Religion in Hungary is predominantly Christian. Historically, the formation of Hungary was based on Christianity as it was declared the state religion by King St. Stephen. Over the last millennium, the percentage of Christians has declined from almost all population to about three-fifths today who proclaim themselves as Christians. The advent of modern ideas means that a lot of people especially the young generation has started identifying themselves as either atheists, agnostics or outright unaffiliated altogether.
Christianity And Its Various Forms In Hungary
The wide majority of the population identifies as Roman Catholic. This is in continuation with the historical tradition on which the state was formed. In essence, Roman Catholicism was the state religion until as late as 16th century. Roman Catholics still form the single largest religious entity with 37.1 % of the people. However, it is important to note that despite being the largest group, this is no longer in clear majority and the share in populace can be observed for evidence of a declining trend.
Quite a lot of Christians have converted from Roman Catholics to the Reformed Church of Hungary. The Reformation dates back to the 16th century when Lutheranism and later Calvinism swept the population. The Reformed Church, along with numerous other minor Protestant Christian denominations, forms about 13.8% of the total population of Hungary.
Only about 1.8% of the people in Hungary practice Greek Catholic Christianity.

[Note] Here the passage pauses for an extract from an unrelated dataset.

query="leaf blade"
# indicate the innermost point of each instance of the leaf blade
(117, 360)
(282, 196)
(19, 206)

However, this is a group of very loyal Christians who work on the preservation of their faith. The Greek Catholic Church buildings are famous for their architecture and are subject to numerous visits from tourists and locals alike.
Other Religious Affiliations
The other major religions practiced in Hungary are Judaism, Islam, Buddhism and Paganism. Despite the various faiths practiced, the total number is mightily overshadowed by Christianity with only 1.9% of people accounting for all these other religious affiliations. Of these Judaism has the largest share with 0.1 % and the rest account for less than that. However, Hungarians are very tolerant and respectful of minorities and the freedom to practice their faith is given to all citizens.
Atheism or Agnosticism
A total of about 18.2% Hungarians do not believe in a God or proclaim themselves as non-religious. Of these, only 1.5% identify themselves as atheists while the other 16.7% declare themselves as non-religious but do not discount the possibility of there being a God. This trend is fairly modern and can only be dated back to the last two decades and these numbers are expected to be higher in the future as more modernistic thoughts pave their way into the Hungarian society.
Religion In Modern Times In Hungary
A large number of Hungarian citizens did not choose to declare their religious beliefs which may show indecisiveness or a state of transition. Either way, it provides a very interesting contrast to the history when Christianity, and specifically Roman Catholicism, was the major religions. The shift in religious thought process is also in line as reflected in the rest of the European nations.